Cheng-Hopkins concluded by sharing a mnemonic based on prerequisites for peace — security, healing, livelihoods, economy, and public administration — and inspired by a Yiddish word familiar to most New Yorkers: In short, she said, "Peacebuilding is a shlep."

The program began with a greeting from Alumni Council chair Roger Baumann IF ’84, MIA ’85, who ticked off a number of successful alumni initiatives at SIPA, including admissions ambassadors in nations around the world and an expanded mentoring program that matched 250 alumni with fellow alumni and current students.

Baumann noted the difficulties inherent in keeping tabs on SIPA's globetrotting population of graduates. "Our alumni are a particularly challenging lot," he said.

Interim Dean Robert Lieberman said SIPA continues to send its graduates around the world to exciting careers and saluted the Alumni Council for building the School's network in multiple sectors. "Your work is paying off," he said.

"We are building an extraordinary school," Lieberman said, adding that SIPA is on the verge of a great leap forward. "We continue to reimagine public-policy education, knitting depth and rigor of policy analysis with a global outlook that has been the School's hallmark."

In short, he said, "SIPA is a leader of the globalization trend... [it] is really on the rise thanks to a lot of people, but especially thanks to you, our alumni."

SIPA and Columbia faculty and SIPA alumni appeared in a series of morning and afternoon presentations. In one popular panel, several students joined Professor Elisabeth Lindenmayer to discuss their trip to North Korea in May 2012. At another, Professor Arvind Panagariya discussed issues treated by his new book on economic growth in India. Other panels focused on cybersecurity, disaster preparedness, European finance, and an overview of world hot spots.

In the last event at Faculty House, a dozen alumni and faculty members manned tables to promote books they had authored on a variety of subjects.
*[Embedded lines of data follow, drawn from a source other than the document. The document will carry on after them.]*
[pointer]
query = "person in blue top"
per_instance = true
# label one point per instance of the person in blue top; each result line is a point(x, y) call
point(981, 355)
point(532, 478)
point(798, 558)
Scott Pesner, director of alumni affairs, said he received positive feedback from participating alumni: “They enjoyed hearing about and discussing some interesting topics in global public policy and appreciated that there were plenty of opportunities for networking.”

After the book fair, the day shifted to the Kellogg Center in the International Affairs Building for a reunion dinner attended by more than 100 guests from classes ending in 3 or 8.

Capping the day with a reunion event engaged a number of alumni who hadn’t been back to campus in a long time, Pesner said. “We continue to engage alumni in new ways,” he said, “We’re not just bringing them back to campus but helping them connect to SIPA overall.”